I do my best not to hold the students accountable for my failures in communication or for overly-difficult quizzes. I curve the results of these quizzes. More to the point for this post, I use those quizzes as a gauge – I ask myself a series of questions. Were the trouble spots mostly in multiple-choice questions, or in the short answer questions? How did they do in explaining difficult concepts? Did they do well with general ideas but badly with remembering specifics? Was this quiz unusually long? Did we cover more material this unit than we usually do? And so on. I keep the answers to these questions in mind as I write other quizzes during the term. I use the same method of investigation with other classroom assignments, which all serve as assessment techniques for my own teaching strategies.

(2) Second, I engage the students in a meta-dialogue about the course as the term moves along. This can be tricky, because they don’t know why, for instance, mastery of a particular skill is critical before we move on to a different skill. They don’t know what the value of reading a particular author compared with another, given the whole of the assigned readings. They often don’t know much about teaching strategies in general. There are a lot of factors about which the students do not or cannot know.

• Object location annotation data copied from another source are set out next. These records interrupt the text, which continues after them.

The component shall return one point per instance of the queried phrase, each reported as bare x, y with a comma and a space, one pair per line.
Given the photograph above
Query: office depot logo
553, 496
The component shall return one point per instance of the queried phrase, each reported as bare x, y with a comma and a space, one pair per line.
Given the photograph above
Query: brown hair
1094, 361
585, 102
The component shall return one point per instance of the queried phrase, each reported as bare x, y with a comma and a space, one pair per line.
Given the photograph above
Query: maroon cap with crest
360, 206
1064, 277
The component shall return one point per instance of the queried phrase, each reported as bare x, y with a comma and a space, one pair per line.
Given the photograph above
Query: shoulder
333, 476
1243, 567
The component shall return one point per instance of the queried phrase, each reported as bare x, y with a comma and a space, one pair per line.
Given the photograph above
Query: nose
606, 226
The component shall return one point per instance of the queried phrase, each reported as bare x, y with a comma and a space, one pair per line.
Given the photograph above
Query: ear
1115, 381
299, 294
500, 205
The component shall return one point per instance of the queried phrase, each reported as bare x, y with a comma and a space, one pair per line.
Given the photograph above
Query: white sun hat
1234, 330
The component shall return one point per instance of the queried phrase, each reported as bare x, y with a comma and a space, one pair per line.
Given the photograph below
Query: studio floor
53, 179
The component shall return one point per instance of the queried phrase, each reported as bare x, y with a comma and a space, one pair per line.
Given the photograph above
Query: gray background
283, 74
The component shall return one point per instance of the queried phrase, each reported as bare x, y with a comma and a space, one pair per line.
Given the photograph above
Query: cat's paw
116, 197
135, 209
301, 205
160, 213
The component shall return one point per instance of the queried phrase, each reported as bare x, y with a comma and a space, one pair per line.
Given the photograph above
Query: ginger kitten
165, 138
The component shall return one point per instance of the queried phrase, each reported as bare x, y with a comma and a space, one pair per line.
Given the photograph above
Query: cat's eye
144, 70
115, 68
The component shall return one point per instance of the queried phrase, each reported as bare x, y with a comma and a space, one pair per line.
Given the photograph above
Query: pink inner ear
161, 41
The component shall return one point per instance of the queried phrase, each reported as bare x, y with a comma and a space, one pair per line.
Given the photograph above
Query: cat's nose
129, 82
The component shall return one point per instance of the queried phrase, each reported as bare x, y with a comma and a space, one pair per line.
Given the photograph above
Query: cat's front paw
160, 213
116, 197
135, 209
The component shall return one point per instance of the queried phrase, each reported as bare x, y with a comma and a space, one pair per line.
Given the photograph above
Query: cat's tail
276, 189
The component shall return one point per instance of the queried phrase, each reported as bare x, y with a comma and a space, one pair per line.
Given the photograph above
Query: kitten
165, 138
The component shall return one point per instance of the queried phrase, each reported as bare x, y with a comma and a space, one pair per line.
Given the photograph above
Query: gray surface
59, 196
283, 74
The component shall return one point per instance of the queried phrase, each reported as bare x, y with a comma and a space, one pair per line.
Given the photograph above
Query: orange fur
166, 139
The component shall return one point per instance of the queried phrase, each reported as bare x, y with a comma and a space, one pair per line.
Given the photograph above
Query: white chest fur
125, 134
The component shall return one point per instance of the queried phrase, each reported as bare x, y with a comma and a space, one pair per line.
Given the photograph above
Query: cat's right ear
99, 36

Rather than conclude from this fact that the students are bad judges of how things ought to operate, I ask for feedback on how they think the course ought to operate and take into consideration their lack of knowledge about one or another learning environment factor in evaluating their feedback. (They do, for instance, know their own habits and learning abilities better than I – though, of course, they can be mistaken about these factors as well.)

Often, I open a class meeting with a short question, which I write on the board, and I give them two or three minutes to think about and respond to that question in writing. A few times during the semester, I’ll write one of the following questions/prompts on the board: Make one criticism of how the class operates and suggest a solution to that problem. What reading so far has been most interesting/valuable to your practicing the skills we are developing in the course and why? Do you feel comfortable speaking up in class when you have a question? Do you think there’s not enough/too much/just the right amount of reading assigned in this course?

Given that the results of these informal surveys are self-reported, I have to assess with care the answers that I receive. I don’t just accept what a student says as the final word on any of these matters, of course. But what they say does matter – especially when there’s a trend in the responses the students give.

Often, I take their answers as a kind of vague diagnosis of a problem they can’t quite identify, and then the corrective action I take may be only tangentially related to the direct advice they offer.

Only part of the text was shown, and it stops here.